Goal Recognition concerns the problem of determining an agent's final goal, deduced from the plan they are currently executing (and subsequently being observed). For over twenty years, the de facto standard in plan and goal recognition has been to map an agent's observations to a set of known, valid and sound plans held within a plan library. In this time many novel techniques have been applied to the recognition problem, but almost all have relied on the presence of a library in some form or another. The work presented in this thesis advances the state-of-the-art in goal recognition by removing the need for any plan or goal library. Such libraries are tedious to construct, incomplete if done by hand, and possibly contain erroneous or irrelevant entries when done by machine. This work presents a new formulation of the recognition problem based on planning, which removes the need for such a structure to be present.

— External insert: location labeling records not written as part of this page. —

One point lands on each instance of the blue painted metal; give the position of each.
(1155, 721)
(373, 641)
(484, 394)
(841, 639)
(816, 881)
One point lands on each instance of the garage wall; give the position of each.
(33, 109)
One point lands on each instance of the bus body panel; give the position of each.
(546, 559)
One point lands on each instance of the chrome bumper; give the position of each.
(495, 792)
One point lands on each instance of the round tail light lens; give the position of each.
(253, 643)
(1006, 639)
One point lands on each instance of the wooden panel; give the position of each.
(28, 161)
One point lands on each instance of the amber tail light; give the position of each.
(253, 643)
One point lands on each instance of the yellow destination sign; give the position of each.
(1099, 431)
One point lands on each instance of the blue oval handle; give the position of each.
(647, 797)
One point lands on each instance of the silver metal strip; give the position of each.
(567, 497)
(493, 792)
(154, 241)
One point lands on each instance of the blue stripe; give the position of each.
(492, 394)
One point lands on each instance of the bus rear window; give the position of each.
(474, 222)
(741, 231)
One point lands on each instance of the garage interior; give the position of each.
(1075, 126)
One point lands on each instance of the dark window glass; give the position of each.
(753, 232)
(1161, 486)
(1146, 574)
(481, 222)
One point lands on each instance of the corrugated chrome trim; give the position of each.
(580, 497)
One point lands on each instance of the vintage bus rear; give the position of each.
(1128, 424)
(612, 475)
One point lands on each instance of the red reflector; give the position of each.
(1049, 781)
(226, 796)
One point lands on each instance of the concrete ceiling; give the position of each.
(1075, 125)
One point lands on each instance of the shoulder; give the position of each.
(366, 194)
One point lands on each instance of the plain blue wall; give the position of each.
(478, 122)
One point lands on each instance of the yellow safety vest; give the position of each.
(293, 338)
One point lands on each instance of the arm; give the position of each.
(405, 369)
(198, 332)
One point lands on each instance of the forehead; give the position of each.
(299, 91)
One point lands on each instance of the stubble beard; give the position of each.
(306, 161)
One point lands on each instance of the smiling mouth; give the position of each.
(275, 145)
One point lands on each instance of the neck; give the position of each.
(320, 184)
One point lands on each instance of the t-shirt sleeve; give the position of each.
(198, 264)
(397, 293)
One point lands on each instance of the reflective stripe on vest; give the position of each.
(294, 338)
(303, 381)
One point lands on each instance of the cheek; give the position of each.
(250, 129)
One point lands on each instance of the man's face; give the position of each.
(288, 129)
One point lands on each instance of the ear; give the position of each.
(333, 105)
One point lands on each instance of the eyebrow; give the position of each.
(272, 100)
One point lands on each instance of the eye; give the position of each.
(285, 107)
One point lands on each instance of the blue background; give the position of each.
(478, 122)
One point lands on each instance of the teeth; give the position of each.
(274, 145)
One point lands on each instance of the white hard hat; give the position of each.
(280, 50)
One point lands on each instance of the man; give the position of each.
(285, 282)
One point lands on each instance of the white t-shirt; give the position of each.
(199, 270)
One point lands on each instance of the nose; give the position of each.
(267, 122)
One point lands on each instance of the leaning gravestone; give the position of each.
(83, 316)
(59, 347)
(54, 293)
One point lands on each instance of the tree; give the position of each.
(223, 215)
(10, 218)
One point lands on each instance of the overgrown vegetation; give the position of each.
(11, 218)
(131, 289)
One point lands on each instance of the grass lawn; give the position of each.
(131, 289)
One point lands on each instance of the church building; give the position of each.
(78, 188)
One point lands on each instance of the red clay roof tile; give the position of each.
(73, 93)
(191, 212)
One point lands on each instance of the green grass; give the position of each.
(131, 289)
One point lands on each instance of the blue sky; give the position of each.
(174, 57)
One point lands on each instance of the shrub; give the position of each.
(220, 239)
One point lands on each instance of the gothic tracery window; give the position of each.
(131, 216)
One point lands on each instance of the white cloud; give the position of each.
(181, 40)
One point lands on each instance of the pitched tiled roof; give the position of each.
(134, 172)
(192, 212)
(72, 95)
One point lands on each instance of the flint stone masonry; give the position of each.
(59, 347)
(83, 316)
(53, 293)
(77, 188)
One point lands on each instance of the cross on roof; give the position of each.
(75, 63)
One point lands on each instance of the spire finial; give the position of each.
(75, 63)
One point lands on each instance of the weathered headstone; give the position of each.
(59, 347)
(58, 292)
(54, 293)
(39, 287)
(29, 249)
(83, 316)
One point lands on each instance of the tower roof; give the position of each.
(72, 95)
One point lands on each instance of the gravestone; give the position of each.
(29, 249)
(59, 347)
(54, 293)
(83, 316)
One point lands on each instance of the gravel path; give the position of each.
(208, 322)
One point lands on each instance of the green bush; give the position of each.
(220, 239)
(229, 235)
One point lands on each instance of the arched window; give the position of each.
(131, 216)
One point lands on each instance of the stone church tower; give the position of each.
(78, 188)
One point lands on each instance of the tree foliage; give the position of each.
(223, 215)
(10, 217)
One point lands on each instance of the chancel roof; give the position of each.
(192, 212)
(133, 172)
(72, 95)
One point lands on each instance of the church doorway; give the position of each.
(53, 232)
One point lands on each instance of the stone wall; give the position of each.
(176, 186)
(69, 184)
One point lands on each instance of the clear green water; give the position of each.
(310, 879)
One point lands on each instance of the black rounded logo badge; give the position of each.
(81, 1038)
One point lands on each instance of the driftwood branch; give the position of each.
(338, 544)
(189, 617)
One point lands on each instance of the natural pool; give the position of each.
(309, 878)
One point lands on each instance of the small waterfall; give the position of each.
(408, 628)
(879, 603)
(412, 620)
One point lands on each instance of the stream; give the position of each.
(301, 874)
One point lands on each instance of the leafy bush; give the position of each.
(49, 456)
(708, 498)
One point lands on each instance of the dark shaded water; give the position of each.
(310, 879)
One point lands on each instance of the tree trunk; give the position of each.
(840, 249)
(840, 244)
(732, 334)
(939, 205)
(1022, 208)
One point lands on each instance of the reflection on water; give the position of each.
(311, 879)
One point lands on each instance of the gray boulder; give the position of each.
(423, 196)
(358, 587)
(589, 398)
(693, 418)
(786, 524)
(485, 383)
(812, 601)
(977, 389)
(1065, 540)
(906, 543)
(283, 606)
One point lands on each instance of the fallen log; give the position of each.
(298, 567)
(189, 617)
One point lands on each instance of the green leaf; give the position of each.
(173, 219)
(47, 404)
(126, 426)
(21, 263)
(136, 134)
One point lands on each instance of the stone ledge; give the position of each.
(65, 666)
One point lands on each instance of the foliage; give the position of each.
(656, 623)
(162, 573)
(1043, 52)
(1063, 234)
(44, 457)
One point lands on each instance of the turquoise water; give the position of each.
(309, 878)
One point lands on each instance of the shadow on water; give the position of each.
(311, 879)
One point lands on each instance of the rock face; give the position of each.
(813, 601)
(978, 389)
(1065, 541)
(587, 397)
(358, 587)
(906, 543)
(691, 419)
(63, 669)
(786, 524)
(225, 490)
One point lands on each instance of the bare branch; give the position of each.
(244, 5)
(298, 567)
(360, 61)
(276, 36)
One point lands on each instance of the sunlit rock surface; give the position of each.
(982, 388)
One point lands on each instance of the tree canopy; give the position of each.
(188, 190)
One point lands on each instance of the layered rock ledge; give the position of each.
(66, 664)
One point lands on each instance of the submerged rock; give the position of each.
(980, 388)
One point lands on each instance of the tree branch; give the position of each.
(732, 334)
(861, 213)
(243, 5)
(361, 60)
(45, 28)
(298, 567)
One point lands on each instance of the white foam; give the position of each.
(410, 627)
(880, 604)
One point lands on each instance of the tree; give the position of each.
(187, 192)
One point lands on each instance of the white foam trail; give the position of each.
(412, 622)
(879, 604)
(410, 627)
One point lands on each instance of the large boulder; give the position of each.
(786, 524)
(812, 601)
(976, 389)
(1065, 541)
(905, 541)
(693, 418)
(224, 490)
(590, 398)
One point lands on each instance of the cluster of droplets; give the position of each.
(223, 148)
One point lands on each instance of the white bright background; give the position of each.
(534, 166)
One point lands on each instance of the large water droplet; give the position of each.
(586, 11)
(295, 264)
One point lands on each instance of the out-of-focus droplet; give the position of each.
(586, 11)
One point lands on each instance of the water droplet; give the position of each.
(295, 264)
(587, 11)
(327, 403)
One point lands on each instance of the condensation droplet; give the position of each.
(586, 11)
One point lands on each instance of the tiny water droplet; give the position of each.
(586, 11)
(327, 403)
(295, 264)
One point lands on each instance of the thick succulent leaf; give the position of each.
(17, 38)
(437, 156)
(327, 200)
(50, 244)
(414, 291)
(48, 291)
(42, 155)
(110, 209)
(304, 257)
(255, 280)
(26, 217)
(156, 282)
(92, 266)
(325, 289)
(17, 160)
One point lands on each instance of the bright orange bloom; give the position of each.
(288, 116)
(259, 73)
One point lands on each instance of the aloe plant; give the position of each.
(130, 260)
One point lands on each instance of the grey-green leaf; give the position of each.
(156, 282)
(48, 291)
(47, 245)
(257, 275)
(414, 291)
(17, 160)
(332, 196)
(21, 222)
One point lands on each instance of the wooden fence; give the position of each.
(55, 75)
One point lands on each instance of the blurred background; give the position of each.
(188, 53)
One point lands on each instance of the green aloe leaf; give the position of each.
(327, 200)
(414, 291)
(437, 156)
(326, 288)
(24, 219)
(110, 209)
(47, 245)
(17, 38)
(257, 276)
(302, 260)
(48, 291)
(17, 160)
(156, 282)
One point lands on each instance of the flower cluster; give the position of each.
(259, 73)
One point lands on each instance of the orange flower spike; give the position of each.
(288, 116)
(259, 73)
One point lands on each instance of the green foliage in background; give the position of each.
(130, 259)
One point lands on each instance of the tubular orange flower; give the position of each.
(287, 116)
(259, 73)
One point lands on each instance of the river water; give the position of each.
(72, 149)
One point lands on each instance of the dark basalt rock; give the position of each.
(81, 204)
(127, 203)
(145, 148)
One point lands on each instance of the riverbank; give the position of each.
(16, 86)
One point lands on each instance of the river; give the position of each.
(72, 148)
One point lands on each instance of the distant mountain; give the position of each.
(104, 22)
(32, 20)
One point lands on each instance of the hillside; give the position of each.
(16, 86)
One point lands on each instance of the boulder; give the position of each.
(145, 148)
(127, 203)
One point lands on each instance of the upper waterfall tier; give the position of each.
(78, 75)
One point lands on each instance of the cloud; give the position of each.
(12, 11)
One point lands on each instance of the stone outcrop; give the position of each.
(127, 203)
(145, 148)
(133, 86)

This greatly widens the scenarios in which goal recognition can be realistically performed. While this new formalism overcomes many of the problems associated with traditional recognition research, it remains compatible with many of the concepts found in previous recognition work. This new defnition is first defined in the context of a rational agent and observer, before several relaxations are introduced which enable tractable goal recognition. This relaxed implementation is then extensively evaluated with regard to multiple aspects of the recognition problem.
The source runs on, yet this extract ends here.